Florida’s Citizens Property Insurance Prevails in Late-Reported Hurricane Wilma Claim

Oct 16, 2012

 

During early October 2012, in Slominski v. Citizens Property Insurance Corporation, the Fourth District Court of Appeal issued its third opinion in the last three months on the issue of late notice relating to an insurance claim.

The case arises from Hurricane Wilma, following which a Citizens policyholder reported a timely claim just after the storm.  The claim was investigated by Citizens Property Insurance Corporation (“Citizens”) and deemed to fall under the terms of the policy’s deductible.  The insured’s damages were approximately $1,500; the policy’s hurricane deductible was $12,860.  Three and a half years later, the insureds reported a supplemental claim for additional damages allegedly attributed to Hurricane Wilma.  The insureds claimed they had not reported the claim earlier, because they felt the damages would still be deemed to be under their policy’s deductible.

Upon investigating the supplemental claim, Citizens denied it, explaining that “the damages reported cannot be attributed to Hurricane Wilma due to the amount of time that has transpired since the purposed date of loss to the present date.”  Citizens also cited the insureds’ failure to comply with post-loss obligations in failing to promptly report their supplemental claim.

The insureds subsequently filed suit.  Citizens filed a motion for summary judgment, which was granted by the trial court.  During the hearing, Citizens presented deposition testimony of the insureds’ contractor and engineer.  Both witnesses conceded there was no way to differentiate between the wind damage caused by Hurricane Wilma in 2005, as opposed to Hurricane Frances in 2004.  Despite this testimony, both witnesses executed affidavits after the depositions to conclusively state Hurricane Wilma was the cause of insureds’ damages.  The engineer’s affidavit also gave the opinion that Citizens suffered no prejudice due to the delay.
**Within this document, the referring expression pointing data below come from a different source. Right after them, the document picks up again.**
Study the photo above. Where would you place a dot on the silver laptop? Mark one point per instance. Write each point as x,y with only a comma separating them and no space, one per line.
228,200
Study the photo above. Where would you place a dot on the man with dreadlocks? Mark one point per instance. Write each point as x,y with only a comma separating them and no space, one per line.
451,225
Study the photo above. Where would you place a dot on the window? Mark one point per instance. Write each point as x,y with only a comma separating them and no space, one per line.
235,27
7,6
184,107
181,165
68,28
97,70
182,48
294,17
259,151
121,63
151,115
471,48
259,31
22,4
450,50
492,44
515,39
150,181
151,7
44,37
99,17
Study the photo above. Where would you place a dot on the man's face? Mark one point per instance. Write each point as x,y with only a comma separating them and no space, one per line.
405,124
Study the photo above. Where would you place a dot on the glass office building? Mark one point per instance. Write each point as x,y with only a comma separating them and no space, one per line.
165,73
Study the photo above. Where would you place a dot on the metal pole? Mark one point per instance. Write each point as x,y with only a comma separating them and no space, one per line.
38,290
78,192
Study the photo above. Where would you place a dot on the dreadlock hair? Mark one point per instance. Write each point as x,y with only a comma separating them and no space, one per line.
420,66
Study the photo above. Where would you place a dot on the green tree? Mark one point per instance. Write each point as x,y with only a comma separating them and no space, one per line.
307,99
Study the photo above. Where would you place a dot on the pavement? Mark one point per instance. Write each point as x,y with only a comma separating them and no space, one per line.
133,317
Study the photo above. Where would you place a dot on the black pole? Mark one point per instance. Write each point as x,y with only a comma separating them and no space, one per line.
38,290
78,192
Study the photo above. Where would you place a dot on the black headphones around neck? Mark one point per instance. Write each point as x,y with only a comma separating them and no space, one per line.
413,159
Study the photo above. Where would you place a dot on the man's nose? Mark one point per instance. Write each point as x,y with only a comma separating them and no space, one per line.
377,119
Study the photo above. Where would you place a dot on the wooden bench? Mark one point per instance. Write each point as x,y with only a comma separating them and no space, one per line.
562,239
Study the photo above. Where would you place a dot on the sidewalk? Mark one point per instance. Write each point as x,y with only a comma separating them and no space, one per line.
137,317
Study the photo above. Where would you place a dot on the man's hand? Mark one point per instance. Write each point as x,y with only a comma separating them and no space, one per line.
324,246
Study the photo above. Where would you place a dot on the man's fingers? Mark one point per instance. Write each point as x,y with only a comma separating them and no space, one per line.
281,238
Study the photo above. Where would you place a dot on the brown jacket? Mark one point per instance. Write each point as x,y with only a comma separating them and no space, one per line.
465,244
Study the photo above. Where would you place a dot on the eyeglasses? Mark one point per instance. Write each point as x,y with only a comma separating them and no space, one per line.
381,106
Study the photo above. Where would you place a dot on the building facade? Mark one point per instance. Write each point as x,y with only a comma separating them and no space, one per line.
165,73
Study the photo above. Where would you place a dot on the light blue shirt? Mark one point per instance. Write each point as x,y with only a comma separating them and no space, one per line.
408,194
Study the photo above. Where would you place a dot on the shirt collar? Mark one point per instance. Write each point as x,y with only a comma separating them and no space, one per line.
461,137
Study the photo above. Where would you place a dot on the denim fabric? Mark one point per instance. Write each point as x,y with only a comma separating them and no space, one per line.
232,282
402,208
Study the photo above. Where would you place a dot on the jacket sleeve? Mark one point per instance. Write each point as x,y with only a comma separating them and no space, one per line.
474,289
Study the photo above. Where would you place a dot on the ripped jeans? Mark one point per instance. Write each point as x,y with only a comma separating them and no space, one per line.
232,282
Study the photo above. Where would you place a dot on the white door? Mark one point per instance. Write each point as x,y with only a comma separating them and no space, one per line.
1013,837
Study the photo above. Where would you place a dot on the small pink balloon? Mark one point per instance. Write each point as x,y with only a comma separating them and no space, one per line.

Notwithstanding the factual dispute between the deposition testimony and the affidavits, the appellate court affirmed the insurer’s summary judgment, largely basing its decision on a Second District Court of Appeal case, Ouellette v. Patel, 967 So.2d 1078 (Fla. 2d DCA 2007) that applied the rule that “a party may not file his or her own affidavit, or that of another, baldly repudiating his or her own deposition testimony to avoid the entry of a summary judgment.”  Having discounted the insureds’ affidavits, the court found the insureds had not met their burden to show the insurer’s lack of prejudice in the late-reported claim.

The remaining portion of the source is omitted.